A termination may also be considered “wrongful” if it violates an employment contract. If a written contract promises the employee job security, or spells out specific reasons an employee may be fired, that employee is not considered at-will, and he or she will have a strong argument for wrongful termination in court. Likewise, if the employee has a written document, such as an offer letter that promises continued employment, he or she probably has a strong case even if he or she doesn’t have a specific written contract.

On the other hand, the existence of a written contract is not always necessary, because this same exception can also apply to an implied contract, as well. It’s possible to establish an implied contract in several ways. While employers will rarely guarantee “permanent employment” to anyone, courts have often found implied contracts where employers promised employment for a specific period of time, or even where employers laid out specific disciplinary procedures in an employee manual that must be followed before termination, and they weren’t followed.
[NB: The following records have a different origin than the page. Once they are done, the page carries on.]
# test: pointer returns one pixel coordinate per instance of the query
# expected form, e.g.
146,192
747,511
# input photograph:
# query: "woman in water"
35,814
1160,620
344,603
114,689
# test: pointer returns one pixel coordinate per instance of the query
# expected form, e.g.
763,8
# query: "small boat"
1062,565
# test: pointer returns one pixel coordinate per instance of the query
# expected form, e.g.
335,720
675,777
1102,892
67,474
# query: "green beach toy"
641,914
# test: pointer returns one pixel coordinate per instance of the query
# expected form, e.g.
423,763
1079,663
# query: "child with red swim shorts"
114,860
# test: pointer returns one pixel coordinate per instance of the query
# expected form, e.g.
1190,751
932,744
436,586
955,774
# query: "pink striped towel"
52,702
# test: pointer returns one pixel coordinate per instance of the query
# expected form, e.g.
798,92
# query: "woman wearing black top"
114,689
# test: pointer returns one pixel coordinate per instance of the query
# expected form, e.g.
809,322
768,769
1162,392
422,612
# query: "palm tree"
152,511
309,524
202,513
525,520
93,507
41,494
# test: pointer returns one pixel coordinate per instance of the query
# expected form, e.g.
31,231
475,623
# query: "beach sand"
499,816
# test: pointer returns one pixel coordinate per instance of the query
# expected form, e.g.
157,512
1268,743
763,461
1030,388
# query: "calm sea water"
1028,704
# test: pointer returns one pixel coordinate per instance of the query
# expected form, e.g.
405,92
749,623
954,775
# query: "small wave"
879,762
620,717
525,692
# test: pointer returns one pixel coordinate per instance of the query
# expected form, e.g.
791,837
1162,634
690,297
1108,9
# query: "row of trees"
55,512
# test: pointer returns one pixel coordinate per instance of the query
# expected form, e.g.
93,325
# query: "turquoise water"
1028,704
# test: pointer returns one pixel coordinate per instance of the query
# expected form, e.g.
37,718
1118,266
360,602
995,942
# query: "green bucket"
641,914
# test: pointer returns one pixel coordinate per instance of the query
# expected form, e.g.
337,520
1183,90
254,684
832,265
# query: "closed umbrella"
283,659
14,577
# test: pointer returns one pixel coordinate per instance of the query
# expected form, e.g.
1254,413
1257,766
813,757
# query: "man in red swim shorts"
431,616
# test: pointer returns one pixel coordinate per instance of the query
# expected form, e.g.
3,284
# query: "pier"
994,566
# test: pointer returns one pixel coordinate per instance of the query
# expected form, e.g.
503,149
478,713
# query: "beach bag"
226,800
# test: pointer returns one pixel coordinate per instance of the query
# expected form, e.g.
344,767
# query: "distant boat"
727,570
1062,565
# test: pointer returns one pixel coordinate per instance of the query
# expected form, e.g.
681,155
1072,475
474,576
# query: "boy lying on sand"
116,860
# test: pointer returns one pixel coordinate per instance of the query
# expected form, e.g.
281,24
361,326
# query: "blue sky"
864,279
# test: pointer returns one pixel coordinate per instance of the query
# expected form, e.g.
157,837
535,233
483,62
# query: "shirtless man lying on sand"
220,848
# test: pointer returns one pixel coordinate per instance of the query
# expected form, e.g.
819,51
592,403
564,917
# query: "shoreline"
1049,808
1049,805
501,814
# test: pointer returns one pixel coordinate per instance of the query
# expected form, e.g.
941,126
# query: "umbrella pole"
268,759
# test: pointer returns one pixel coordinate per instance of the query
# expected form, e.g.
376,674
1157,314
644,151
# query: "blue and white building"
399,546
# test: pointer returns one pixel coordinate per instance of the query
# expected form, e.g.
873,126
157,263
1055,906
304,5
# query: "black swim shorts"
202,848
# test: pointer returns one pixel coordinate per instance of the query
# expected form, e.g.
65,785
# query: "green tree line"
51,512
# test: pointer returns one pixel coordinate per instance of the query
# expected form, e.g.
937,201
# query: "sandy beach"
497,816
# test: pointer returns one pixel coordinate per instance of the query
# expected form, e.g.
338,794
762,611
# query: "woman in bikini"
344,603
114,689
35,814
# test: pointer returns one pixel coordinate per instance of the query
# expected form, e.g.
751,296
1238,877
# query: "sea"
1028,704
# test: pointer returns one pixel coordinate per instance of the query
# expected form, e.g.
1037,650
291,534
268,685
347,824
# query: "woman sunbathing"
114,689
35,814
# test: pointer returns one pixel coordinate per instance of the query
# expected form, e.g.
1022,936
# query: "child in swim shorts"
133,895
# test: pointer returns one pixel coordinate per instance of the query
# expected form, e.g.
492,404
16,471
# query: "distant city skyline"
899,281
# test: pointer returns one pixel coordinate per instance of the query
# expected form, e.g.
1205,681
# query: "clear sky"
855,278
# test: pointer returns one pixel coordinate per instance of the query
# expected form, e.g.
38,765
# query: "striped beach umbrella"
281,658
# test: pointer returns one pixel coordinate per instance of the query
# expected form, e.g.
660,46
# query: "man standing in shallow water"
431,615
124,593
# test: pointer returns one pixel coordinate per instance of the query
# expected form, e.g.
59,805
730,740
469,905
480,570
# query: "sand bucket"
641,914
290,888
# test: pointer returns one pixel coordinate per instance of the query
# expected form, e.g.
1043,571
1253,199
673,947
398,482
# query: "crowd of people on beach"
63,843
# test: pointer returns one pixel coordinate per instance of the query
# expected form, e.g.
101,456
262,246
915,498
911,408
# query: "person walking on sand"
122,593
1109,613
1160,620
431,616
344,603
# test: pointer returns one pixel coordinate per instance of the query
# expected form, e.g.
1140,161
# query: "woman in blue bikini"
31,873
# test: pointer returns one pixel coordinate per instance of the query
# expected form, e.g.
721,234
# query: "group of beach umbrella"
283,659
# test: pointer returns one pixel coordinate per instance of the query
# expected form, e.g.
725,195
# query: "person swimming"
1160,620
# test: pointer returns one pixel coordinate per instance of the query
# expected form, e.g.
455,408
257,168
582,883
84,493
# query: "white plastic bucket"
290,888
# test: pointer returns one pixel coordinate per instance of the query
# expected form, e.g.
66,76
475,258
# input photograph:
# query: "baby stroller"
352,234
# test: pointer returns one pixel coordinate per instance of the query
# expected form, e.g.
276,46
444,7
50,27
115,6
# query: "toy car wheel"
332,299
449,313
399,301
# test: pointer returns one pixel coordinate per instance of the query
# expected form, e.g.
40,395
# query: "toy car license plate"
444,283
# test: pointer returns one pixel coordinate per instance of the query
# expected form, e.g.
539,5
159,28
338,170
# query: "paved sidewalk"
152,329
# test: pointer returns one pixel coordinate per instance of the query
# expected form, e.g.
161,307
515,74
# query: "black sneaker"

Whether there is an implied contract or not can often hinge on a number of factors that courts will take into account, such as how long the employee has been with the employer, how often he or she has been promoted and the number of positive performance reviews. They may also look at statements the employer made, such as promises made when the employee was hired or assurances made during the employment.

Basically, in order to prove “wrongful termination,” the employee will have to prove that his or her rights were violated. Many terminations can be wrong on some level, but they must also be illegal before a court can intervene. If the terminated employee cannot prove a rights violation, the courts have no power to do anything.

On the other hand, if the employee can prove that the discharge violated his or her rights, the court can order a number of remedies, including recovery of lost wages and benefits, as well as payments for emotional pain and suffering.